私が出光興産と昭和シェル石油の合併の事例を題材にして考えたいと思っているのは、
紹介している2017年8月14日(月)付けの日本経済新聞の記事で解説されている「ガンジャンピング規制」についてです。
記事には、「ガンジャンピング規制」について、次のような解説がなされています。

>M&A(合併・買収)が完了するまでは、売り手と買い手に別個の事業体として活動することを求める競争法上の規制。
>@独禁当局の審査の前にM&Aを完了してしまう手続き違反
>AM&Aが完了する前に顧客との取引条件など競争上重要な情報を交換したり、買い手が売り手企業の行為を制限したりする
>実体的な違反(カルテル)―の2種類がある。

出光興産と昭和シェル石油の合併の事例と関連しているのは、上記の「A」の「ガンジャンピング規制」かと思います。
M&Aの完了前に買い手と売り手が競争に影響する情報を交換したり、工場の統廃合を進めるなど統合を先取りしたりする行為は、
欧米の競争法(公正取引に関する法令)では禁じる規制がある、とのことです。
この「ガンジャンピング規制」については私は今まで知らなかったのですが、
日本の独占禁止法には、同じ趣旨の規制はないのではないかと思います。
日本の独占禁止法には、独立企業体間の「カルテル」に関する規制のみがあるのではないかと思います。
欧米の「ガンジャンピング規制」において、
M&Aの完了前に両社で(当事会社間で)実施してよい事柄と実施してはならない事柄については、
記事中の表「M&Aの過程での情報交換に関するルール」にまとめられています。
例えば、「生産拠点に関する基本的な情報」はM&Aの完了前であっても両社で(当事会社間で)交換をしてもよい、とのことです。

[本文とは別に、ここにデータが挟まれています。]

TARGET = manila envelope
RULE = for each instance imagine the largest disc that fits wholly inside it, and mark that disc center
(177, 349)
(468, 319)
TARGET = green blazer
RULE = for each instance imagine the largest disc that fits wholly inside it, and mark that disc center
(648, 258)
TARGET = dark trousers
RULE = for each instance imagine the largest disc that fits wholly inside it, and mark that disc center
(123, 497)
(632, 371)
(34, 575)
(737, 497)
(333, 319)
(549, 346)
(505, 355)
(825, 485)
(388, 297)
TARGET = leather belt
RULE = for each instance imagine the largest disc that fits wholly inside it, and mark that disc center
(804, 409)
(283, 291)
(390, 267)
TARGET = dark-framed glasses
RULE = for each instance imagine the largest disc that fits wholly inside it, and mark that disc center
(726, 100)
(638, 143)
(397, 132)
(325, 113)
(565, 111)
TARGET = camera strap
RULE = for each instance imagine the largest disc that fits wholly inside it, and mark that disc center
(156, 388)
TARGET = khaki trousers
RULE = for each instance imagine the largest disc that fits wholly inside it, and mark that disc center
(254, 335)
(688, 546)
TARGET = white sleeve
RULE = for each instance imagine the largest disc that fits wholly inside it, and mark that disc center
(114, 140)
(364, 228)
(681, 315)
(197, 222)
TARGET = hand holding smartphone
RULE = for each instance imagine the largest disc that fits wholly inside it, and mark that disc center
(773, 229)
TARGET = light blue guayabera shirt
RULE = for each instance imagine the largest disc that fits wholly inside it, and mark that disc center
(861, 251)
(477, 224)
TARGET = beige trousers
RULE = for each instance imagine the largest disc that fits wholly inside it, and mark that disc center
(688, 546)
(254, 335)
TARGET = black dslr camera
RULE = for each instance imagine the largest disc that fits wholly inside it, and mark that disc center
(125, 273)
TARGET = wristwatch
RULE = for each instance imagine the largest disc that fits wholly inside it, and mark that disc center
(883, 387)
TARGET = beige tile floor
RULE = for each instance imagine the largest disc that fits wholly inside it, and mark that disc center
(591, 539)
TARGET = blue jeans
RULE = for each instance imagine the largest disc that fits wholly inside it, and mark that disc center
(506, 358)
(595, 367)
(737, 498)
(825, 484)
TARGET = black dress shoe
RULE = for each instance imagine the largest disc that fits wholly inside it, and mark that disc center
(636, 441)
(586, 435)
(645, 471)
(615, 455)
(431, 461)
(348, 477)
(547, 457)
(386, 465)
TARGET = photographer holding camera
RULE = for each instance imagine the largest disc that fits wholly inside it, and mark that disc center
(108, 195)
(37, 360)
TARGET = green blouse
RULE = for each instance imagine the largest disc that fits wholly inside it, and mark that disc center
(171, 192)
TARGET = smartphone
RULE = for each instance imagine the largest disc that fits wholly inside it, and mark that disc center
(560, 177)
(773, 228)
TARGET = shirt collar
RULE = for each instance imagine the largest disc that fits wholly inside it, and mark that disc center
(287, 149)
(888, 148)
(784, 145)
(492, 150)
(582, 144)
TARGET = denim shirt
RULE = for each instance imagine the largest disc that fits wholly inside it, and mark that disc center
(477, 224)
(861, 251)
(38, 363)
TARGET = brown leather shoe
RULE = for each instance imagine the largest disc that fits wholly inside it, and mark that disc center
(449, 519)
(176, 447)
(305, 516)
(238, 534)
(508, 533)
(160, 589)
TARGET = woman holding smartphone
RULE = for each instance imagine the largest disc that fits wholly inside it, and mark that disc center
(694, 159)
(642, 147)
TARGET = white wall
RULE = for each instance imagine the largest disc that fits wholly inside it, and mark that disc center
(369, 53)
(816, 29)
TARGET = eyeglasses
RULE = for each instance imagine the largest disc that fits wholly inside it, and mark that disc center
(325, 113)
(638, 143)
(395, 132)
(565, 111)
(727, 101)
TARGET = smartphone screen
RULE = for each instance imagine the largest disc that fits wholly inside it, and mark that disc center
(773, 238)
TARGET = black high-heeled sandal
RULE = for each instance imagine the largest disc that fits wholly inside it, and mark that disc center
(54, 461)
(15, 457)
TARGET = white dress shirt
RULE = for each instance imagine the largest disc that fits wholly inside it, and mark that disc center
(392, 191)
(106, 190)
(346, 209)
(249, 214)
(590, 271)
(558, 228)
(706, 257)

M&Aの完了前であっても、両社で協力して両社の生産部門(工場等)の統廃合は進めていってよい、ということだと思います。
一方で、「現在や将来の顧客別、製品ごとの価格情報」や「将来のマーケティング戦略」については、
M&Aの完了前は両社で(当事会社間で)情報交換をすることは禁止されているとのことです。

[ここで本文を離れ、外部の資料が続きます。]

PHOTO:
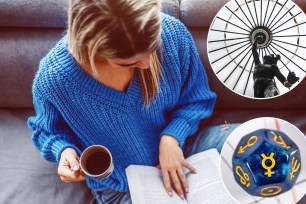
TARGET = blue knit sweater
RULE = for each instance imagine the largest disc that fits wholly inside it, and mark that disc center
(74, 110)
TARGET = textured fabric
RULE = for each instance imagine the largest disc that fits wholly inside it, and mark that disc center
(25, 177)
(204, 139)
(74, 110)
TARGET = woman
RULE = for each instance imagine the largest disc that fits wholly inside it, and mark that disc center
(127, 77)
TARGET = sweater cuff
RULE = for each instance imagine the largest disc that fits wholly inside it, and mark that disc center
(178, 128)
(58, 147)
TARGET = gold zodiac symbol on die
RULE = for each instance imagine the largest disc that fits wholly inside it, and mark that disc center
(270, 191)
(244, 177)
(252, 141)
(280, 141)
(268, 168)
(295, 165)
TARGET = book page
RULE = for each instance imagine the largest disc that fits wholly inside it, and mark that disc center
(146, 186)
(206, 185)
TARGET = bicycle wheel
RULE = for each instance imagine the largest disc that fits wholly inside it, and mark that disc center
(231, 35)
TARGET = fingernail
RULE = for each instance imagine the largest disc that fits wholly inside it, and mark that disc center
(76, 167)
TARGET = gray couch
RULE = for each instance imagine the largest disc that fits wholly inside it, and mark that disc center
(28, 29)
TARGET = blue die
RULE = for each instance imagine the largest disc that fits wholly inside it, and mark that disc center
(266, 163)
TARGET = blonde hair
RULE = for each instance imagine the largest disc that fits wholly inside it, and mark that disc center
(117, 29)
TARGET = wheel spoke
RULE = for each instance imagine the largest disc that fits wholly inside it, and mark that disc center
(250, 12)
(242, 72)
(256, 13)
(230, 53)
(227, 46)
(280, 60)
(245, 14)
(238, 18)
(224, 31)
(290, 27)
(289, 43)
(237, 65)
(233, 59)
(230, 39)
(286, 36)
(289, 51)
(232, 24)
(282, 17)
(260, 12)
(277, 13)
(286, 21)
(289, 59)
(247, 83)
(271, 13)
(266, 13)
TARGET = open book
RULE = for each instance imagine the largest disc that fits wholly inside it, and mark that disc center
(205, 187)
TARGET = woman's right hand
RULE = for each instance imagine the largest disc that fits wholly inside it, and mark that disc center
(69, 168)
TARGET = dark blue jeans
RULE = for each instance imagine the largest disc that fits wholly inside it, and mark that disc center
(204, 139)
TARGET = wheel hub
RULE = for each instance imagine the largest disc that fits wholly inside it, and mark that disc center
(266, 36)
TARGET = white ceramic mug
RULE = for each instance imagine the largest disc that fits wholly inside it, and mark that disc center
(96, 161)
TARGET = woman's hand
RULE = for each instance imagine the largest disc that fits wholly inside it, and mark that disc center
(69, 167)
(171, 160)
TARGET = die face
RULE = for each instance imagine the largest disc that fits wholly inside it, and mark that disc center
(266, 163)
(294, 167)
(280, 140)
(243, 176)
(249, 143)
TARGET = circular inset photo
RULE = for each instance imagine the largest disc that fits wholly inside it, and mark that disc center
(256, 48)
(263, 161)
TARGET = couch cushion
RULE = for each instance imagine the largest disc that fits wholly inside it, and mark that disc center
(25, 176)
(20, 53)
(33, 13)
(50, 13)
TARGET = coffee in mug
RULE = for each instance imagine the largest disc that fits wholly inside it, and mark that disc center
(96, 161)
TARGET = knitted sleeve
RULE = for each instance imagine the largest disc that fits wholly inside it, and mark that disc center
(51, 134)
(196, 100)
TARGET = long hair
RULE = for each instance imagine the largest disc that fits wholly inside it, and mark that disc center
(117, 29)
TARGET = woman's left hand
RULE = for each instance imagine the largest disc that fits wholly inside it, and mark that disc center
(171, 160)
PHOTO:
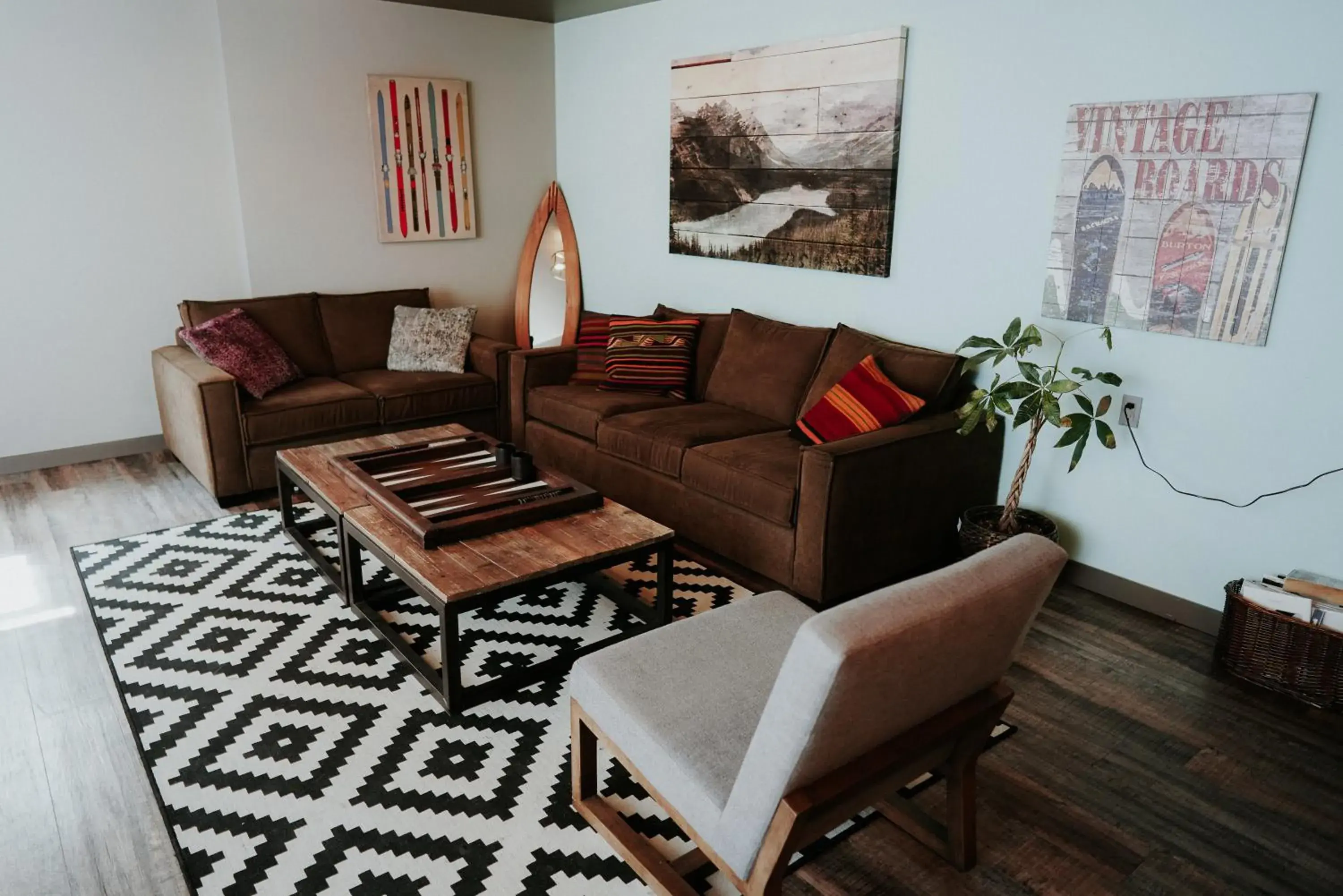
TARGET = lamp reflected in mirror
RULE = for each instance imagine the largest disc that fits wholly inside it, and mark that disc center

つまり、M&Aの完了前は、合併後を見据えた両社の販売計画を両社で立案していくことはできない、ということだと思います。
「組織図や人員配置に関する情報」についてはM&Aの完了前は情報交換が禁止されている一方、
「現在や将来の研究開発情報」についてはM&Aの完了前であっても情報交換が認められている、
ということで、率直に言えば、禁止と容認の線引きがいまいちはっきりとしないところはあると思います。

 



ただ、この種の「ガンジャンピング規制」が設けられている理由については、証券市場から見れば明白なのだろうと思います。
すなわち、「合意時点での被買収企業の価値を完了時まで保つこと」がその目的であるわけです。

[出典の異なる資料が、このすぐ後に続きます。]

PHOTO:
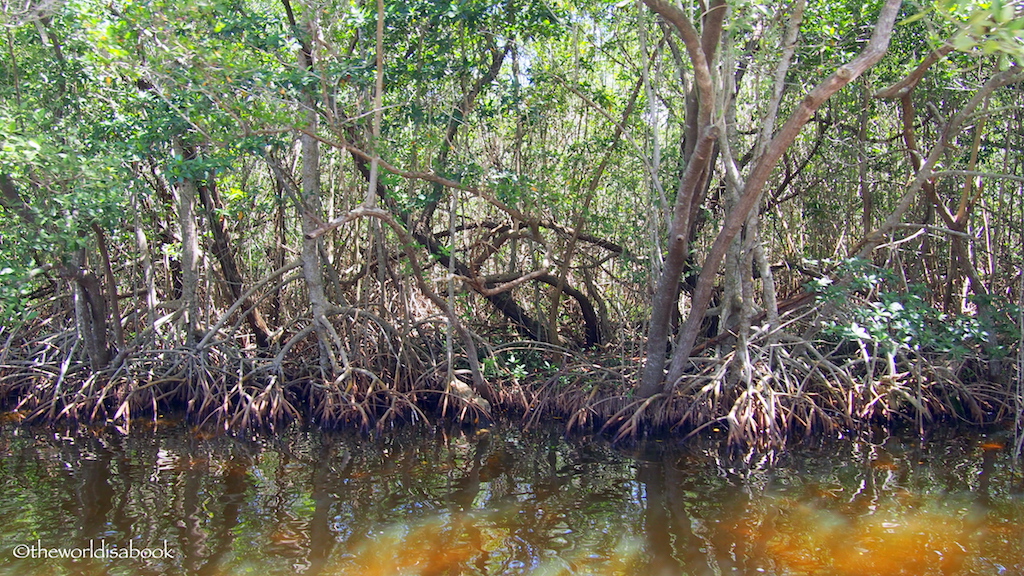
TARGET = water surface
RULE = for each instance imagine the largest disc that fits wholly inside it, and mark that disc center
(502, 501)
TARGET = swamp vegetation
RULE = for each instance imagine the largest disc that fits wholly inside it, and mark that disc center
(778, 219)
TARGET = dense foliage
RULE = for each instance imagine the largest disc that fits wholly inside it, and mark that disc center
(786, 216)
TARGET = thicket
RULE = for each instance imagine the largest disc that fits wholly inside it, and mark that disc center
(784, 218)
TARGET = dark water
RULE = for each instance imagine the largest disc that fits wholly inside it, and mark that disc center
(428, 502)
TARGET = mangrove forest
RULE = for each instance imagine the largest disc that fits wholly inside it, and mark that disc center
(766, 220)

この種の「ガンジャンピング規制」は、消費者の利益保護を念頭に置いた純粋な(本来の意味の)公正取引規制というよりも、
実は証券市場における投資家保護を念頭に置いた証券規制の側面があると思います。
端的に言えば、M&Aに伴う消費者への影響(消費者の利益保護)のことを考えれば、
M&Aの完了前に両社で統合を進めていこうが、消費者には何の不利益もないわけです。
合意(契約締結)から完了(効力発生)までの期間・時間的空白は純粋に法手続きの(法制度上の)問題に過ぎず、
経営上は、M&Aの完了前に、効力発生を先取して両社で事業の統廃合を進めていくことには何ら問題はないことなのです。
もちろん、M&Aの完了前に、企業が両社で事業の統廃合を進めて行っても、消費者の利益が害されることは一切ないわけです。
ではなぜこの種の「ガンジャンピング規制」が設けられているのかと言えば、
結局のところは「証券市場における投資家保護」なのです。
仮にこの種の「ガンジャンピング規制」がないとしましょう。
その時、その不利益を被る恐れがあるのは、実は両社の株主であるわけです。
例えば、両社で合意され計画されていたM&Aが様々な理由のにより結局破談に終わった場合、
合意発表から破談発表までの間の両社の株価の値動き(株式の取引)というのは、
何の意味もないことになってしまうと言いますか、その間の株式投資はただの投機ということになってしまうわけです。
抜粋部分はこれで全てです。